We report a case of intraoperative QT prolongation and TdP in a patient on bepridil. TdP was successfully treated by increasing the HR with isoproterenol.
Several medications, including antiarrhythmics, are known to induce QT prolongation and TdP, a rare but life-threatening arrhythmia. Johnston et al. analyzed 46 cases of perioperative TdP in the literature between 1978 and 2011 [5]. The main preceding events were QT prolonging drugs (30%), hypokalemia (26%), and bradycardia (15%). The mean QTc at the time of TdP was 575 ms.
Bepridil is indicated for conversion of AF to SR in patients with persistent AF [1, 2]. However, bepridil reportedly also induces QT prolongation and TdP because of its multiple ion-channel blocking action, including that of potassium channels [3]. Careful follow-up is therefore highly recommended for the prevention of TdP during its use, especially in elderly patients. The risk factors for TdP in patients treated with bepridil include QT prolongation, bradycardia, hypokalemia, and advanced age [3].
QT/QTc interval on admission to the operating room was prolonged (520/570 ms) in our patient, though that measured 1 month before surgery was within normal limits (324/396 ms). It is known that QT/QTc intervals can fluctuate widely depending on the patient’s activity, posture, circadian rhythm, and food intake. Therefore, we should keep in mind that preoperative assessment of QT intervals cannot always predict the intraoperative occurrence of TdP [6].
Conversion of AF to SR was related to QT prolongation in our patient. With the conversion of AF to SR, the QT/QTc changed from 324/396 ms to 520/546 ms preoperatively and from 235/333 ms to 440/538 ms postoperatively. It is not clear whether QT prolongation was caused by rhythm conversion itself or by decreased HR. There is one report describing TdP episodes soon after the conversion of AF to SR in patient on bepridil therapy [7].
Bradycardia is known to exacerbate QT/QTc prolongation and eventually trigger TdP in acquired long QT syndrome. During intraoperative management, opioids used for general anesthesia (fentanyl and remifentanil) and the sympathetic blocking properties of thoracic epidural anesthesia can often induce bradycardia. In fact, the HR decreased from 72 to 50/min after the induction of general and epidural anesthesia in our patient.

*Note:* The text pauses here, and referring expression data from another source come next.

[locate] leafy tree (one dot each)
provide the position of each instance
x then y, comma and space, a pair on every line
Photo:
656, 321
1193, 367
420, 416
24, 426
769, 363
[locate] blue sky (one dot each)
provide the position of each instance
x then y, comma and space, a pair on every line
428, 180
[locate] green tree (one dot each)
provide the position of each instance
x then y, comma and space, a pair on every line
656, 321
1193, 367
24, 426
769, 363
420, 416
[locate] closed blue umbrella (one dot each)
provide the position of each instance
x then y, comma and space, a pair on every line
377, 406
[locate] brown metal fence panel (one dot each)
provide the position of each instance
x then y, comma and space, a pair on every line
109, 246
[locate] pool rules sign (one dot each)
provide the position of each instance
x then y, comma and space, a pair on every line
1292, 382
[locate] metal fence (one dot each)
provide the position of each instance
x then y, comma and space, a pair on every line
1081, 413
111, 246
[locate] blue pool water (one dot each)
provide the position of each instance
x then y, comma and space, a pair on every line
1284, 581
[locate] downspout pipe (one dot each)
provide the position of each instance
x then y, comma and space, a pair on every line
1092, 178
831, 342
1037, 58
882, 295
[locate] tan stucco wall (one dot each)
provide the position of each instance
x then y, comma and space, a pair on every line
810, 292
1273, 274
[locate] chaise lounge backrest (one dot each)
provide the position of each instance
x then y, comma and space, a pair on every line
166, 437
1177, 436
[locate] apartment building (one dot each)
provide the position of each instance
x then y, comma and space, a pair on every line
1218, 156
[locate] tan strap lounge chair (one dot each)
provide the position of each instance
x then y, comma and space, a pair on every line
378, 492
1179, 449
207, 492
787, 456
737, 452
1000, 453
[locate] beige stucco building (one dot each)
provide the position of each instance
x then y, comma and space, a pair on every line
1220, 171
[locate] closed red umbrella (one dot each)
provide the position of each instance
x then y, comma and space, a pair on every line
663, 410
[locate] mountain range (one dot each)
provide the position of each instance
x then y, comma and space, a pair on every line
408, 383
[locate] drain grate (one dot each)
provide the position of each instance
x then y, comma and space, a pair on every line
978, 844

We should also pay attention to electrolyte abnormalities, especially hypokalemia and hypomagnesemia in patients with long QT. Hypokalemia (3.6 mEq/L) could have contributed to the occurrence of short runs and TdP in our patient, though they disappeared immediately after the start of isoproterenol infusion, that is, before the correction of hypokalemia.
Advanced age is reportedly associated with QT prolongation. Furthermore, sevoflurane reportedly causes greater QTc interval prolongation in elderly patients than in younger patients [8]. However, the extent to which sevoflurane increases the risk of life-threatening arrhythmias in patients with acquired long QT syndrome remains unclear.
Assessment of serum concentration of bepridil can be useful to predict the occurrence of TdP, because the QTc interval is reportedly significantly associated with serum bepridil concentration [4]. In our patient, serum bepridil concentrations measured on the second and third postoperative days were remarkably high with respect to the reported therapeutic range, suggesting that intraoperative QT prolongation and TdP were induced by bepridil.
Thus, preoperative evaluation of the risk of life-threatening arrhythmias is crucial in patients on QT interval-prolonging drugs. Preoperative withdrawal of bepridil should have been considered in our case, though its serum concentration reportedly persists for several weeks after cessation [6]; the serum concentration of our patient did not change for one day (2341 vs. 2415 ng/mL).
As bradycardia triggers QT prolongation and TdP in acquired long QT syndrome, increasing the HR could be a rational treatment strategy. In our patient, increasing HR pharmacologically with isoproterenol showed immediate and remarkable effects in the treatment of bepridil-induced TdP, as has been previously reported in an ICU patient [6]. As isoproterenol can be started quickly, we think it is worth trying in the operating room. Cyclic AMP amplification by isoproterenol can activate potassium channels and counteract QT prolongation caused by bepridil. However, the QT interval did not change after isoproterenol infusion in our patient. Temporary pacing could also have been effective in increasing the HR, but we did not try it because percutaneous pacing can often fail and the preparation for trans-jugular pacing can be time-consuming.
Lastly, although we chose isoproterenol treatment to increase the HR and counteract the QT-prolonging effect of bradycardia, bolus administration of magnesium could also be considered as an immediate treatment for TdP.